The event memory_committed is emitted with a write_count payload on success.

UI

Open the Memory tab in any agent workspace.

TabPurpose
ProfilesCreate and configure memory profiles. One is default.
EntriesBrowse, filter (scope / source), and write entries. Click a row to open MemoryEntryDrawer.

MemoryEntryDrawer

  • Read-only display of all entry fields.
  • Manual write form (visible to owner): scope, source, content, and confidence.
  • Redact action: requires confirmation via AlertDialog. Content becomes [redacted] and the access log gains a 'redact' row.

CLI

bash
# List profiles for an agent
lenserfight memory list-profiles --agent <ai-lenser-id>

# Browse entries in a profile (optionally scope-filtered)
lenserfight memory list-entries --profile <profile-id> [--scope project|conversation|global] [--limit 50]

# Write a manual entry
lenserfight memory write-entry --profile <profile-id> --scope project --source manual --content "..." [--confidence 0.8]

# Redact an entry
lenserfight memory redact <memory-entry-id> --reason "contains PII"

# Summarize a profile (count, scopes, last write)
lenserfight memory summarize --profile <profile-id>

# JSON output on any list command
lenserfight memory list-entries --profile <profile-id> --json

Source: apps/cli/src/commands/memory.ts

Verification

bash
# 1. Services pass
pnpm nx test data-repositories --testFile memoryService.spec.ts

# 2. Dispatch write-gate test
pnpm nx test agents --testFile useTeamRunDispatch.spec.ts

# 3. CLI smoke
lenserfight memory list-profiles --agent <uuid>
lenserfight memory write-entry --profile <uuid> --scope project --source manual --content "hello"
lenserfight memory summarize --profile <uuid>

Limitations and follow-ups

  • Injection limit is hardcoded to 5 entries.
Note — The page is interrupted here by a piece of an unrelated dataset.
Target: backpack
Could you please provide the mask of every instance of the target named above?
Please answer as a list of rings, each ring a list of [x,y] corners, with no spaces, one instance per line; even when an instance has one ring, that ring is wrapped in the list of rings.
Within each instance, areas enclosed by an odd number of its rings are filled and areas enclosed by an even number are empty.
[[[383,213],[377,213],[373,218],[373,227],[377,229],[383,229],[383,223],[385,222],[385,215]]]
A future injection_limit column on memory_profiles will make this configurable without changing the dispatch contract.
  • fn_summarize_memory_profile is a stub. It returns raw counts today. LLM-powered summarization and deduplication will land behind the same signature.
  • Embeddings are reserved. The embedding_metadata column exists but is not populated. Semantic search will be added as a separate migration — no schema change needed.
  • Cross-scope injection is not supported. The dispatch hook injects only scope='project' entries. Conversation-scoped memory requires threading in a conversation_id that does not yet exist in the dispatch contract.